This is a very helpful topic and the information and readings offered are very useful for us in the Libraries. I thought the article: Web 2.0 Meets Information Fluency: Evaluating Blogs by Joyce Valenza was really enlightening and I lifted this whole quote from it:
"Blogs are essentially primary sources and can provide lively insights and perspectives not documented by traditional sources. They compare in some ways to a traditional interview, with the speaker controlling the questions. Ripe for essays and debate, blogs present not only the traditional two sides of an issue, but the potentially thousands of takes. And those takes take less time to appear than documents forced through the traditional publishing or peer review process. Blogs allow scholars and experts written opportunities to loosen their ties and engage in lively conversation."

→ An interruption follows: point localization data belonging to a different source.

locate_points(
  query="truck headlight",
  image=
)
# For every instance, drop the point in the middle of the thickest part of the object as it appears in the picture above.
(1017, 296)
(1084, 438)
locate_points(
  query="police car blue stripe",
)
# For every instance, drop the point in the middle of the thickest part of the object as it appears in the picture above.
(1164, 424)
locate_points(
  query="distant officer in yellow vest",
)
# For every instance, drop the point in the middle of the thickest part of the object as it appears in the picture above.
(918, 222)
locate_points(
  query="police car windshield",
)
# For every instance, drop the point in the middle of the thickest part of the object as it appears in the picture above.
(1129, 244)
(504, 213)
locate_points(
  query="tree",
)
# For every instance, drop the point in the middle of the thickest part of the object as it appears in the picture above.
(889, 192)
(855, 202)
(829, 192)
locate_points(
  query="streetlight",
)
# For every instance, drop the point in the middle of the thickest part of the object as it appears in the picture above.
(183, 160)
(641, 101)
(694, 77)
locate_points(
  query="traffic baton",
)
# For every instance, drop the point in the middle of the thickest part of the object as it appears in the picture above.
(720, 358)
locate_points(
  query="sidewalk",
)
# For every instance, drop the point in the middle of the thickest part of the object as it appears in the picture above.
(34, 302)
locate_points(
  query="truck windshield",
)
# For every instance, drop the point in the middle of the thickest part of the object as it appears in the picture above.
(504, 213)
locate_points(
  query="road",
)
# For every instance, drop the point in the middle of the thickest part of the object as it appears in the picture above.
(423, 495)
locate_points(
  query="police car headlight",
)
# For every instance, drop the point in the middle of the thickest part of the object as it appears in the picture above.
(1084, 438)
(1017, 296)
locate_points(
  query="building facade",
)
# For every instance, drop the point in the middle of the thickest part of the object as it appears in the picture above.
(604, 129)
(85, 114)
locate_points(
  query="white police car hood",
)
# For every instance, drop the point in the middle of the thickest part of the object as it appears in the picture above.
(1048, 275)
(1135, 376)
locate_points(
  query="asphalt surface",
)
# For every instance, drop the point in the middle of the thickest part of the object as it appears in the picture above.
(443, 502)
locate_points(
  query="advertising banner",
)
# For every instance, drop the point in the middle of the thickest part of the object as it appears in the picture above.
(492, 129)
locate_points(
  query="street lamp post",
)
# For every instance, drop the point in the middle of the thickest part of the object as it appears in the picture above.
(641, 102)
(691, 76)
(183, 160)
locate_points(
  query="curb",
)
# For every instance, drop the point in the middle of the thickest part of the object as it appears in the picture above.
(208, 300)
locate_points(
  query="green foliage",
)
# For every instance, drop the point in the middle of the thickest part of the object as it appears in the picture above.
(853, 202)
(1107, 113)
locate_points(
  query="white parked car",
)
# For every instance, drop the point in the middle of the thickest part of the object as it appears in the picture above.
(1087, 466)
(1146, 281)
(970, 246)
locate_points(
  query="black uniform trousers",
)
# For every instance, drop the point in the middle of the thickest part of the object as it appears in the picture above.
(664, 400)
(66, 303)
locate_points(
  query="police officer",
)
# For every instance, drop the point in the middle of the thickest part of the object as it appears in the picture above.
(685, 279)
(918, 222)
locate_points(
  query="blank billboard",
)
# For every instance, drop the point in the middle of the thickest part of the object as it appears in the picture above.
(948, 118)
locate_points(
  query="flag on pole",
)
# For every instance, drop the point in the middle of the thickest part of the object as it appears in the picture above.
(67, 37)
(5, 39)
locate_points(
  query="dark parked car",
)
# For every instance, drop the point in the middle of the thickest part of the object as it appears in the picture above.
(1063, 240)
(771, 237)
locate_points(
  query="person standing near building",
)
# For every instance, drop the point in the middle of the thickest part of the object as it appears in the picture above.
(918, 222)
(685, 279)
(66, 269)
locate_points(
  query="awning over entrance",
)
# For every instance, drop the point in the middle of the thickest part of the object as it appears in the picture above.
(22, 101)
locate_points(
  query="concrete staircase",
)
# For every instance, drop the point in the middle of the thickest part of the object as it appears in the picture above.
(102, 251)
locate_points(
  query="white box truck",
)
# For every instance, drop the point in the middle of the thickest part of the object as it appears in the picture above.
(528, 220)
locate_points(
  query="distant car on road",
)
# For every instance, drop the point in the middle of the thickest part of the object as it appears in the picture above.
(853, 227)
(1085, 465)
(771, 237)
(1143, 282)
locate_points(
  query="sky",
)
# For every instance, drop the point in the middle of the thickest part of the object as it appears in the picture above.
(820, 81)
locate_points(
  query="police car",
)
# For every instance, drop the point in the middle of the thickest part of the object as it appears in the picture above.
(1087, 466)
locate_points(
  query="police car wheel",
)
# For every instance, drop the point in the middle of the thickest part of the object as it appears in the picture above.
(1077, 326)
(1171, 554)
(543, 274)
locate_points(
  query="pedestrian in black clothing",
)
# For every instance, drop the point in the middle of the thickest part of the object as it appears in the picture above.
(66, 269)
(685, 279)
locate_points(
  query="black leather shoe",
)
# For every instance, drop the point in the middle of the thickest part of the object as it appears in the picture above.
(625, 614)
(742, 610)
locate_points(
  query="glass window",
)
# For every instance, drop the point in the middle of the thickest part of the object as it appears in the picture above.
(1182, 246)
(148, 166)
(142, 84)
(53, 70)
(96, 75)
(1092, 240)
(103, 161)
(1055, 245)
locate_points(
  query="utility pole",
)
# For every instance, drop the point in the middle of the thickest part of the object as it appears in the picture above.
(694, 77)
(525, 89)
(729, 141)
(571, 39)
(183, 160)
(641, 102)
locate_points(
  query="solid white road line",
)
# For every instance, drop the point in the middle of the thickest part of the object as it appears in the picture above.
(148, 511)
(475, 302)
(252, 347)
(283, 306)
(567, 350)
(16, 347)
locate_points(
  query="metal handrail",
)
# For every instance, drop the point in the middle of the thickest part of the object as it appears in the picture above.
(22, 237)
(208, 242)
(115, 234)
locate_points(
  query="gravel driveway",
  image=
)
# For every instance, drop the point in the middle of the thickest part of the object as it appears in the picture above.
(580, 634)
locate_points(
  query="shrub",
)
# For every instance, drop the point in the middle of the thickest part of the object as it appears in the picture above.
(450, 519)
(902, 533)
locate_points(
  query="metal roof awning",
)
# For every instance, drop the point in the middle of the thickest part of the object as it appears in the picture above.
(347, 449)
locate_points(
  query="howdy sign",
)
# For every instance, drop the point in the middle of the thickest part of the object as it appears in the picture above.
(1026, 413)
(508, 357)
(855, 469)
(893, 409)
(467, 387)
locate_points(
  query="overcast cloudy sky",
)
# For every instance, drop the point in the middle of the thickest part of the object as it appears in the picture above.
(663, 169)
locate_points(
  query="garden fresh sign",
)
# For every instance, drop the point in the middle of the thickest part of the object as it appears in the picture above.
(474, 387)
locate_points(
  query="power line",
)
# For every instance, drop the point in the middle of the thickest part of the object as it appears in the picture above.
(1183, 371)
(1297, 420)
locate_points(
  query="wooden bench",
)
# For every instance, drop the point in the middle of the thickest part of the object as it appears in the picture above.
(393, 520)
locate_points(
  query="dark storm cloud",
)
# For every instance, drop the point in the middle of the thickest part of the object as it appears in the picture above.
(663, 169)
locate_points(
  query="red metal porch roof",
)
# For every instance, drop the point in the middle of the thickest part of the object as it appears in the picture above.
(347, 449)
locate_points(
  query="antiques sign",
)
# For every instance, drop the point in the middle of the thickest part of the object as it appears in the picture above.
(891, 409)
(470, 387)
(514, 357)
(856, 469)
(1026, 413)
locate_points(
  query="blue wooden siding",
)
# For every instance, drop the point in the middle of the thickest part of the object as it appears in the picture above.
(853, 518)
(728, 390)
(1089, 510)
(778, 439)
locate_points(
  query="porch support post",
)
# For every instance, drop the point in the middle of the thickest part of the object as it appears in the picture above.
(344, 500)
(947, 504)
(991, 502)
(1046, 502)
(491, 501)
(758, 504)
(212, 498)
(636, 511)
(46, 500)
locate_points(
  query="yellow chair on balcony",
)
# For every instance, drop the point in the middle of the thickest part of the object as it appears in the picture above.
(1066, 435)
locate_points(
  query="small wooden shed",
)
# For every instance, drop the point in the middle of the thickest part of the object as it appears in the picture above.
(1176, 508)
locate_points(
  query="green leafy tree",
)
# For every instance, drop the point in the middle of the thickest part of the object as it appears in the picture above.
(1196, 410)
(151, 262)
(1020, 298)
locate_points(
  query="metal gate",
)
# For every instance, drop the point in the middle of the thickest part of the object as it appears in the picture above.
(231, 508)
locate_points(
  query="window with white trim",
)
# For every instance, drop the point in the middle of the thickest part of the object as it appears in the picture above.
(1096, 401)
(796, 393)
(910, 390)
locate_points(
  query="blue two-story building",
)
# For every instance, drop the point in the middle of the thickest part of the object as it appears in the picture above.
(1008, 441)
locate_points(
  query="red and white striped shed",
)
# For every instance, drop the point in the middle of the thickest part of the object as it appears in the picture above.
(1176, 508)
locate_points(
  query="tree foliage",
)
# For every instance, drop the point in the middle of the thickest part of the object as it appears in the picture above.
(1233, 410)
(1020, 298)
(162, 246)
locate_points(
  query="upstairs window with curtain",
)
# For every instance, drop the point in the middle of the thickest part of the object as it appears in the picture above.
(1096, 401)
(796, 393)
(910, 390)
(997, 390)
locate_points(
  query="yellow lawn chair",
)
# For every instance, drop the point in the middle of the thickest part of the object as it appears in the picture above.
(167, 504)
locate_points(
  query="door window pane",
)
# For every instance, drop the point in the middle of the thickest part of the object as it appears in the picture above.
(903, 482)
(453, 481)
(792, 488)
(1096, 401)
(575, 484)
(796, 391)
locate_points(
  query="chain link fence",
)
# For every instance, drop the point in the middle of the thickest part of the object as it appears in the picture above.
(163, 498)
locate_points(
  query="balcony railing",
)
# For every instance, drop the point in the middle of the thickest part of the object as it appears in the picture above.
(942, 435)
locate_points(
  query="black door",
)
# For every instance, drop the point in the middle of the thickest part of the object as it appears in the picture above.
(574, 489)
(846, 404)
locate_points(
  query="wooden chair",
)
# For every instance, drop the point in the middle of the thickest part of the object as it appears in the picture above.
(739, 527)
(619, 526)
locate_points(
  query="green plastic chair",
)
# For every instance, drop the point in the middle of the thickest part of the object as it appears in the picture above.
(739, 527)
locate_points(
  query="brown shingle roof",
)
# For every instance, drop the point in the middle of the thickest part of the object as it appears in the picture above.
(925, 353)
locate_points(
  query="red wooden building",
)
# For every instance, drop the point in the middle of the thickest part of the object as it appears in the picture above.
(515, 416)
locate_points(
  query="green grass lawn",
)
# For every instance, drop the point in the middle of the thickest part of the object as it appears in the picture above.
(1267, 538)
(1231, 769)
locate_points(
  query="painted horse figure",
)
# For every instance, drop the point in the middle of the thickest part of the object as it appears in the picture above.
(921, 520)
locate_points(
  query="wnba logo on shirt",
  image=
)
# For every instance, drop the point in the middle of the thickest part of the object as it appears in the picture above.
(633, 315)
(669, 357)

As librarians we are detectives when searching for information, we do follow clues but the analogy of the fingerprint that the resource gives us is of real help when we need to verify what we find.
The helpsheets provided on Wikipedia would be useful for parents and students as we often hear that teachers do not want their students to use Wikipedia. Pretty useful for teachers too of course!
Putting the theory into practice
I looked critically at Library Thing using the given criteria and I found; about info, other links, help and FAQs. However it is still up to us as users to exercise our own judgement and discretion, remembering that the site is composed of input from all sorts of people. For example tags are created by each user without necessarily looking at previous tags; I noticed gentle fiction was not used as a tag for Remarkable creatures although the word and a rationale occured in more than one of the reviews. I know I'm a librarian but I do think that moderation or a controlled vocabulary would make Library Thing even more useful for people looking for their next best read.
Next I evaluated Beattie's Blog using the given criteria and it passed with flying colours (well yes it is a favourite of mine!). It has a full about me section, is very well organised and easy to read, has a search facility, a list of followers, lots of links and references to other writers, commentators, publications and websites. I got a link to a live screening of a talk by Tracey Chevalier. Just brilliant!
And it's available from The Reading Experience section of the North Shore Libraries website.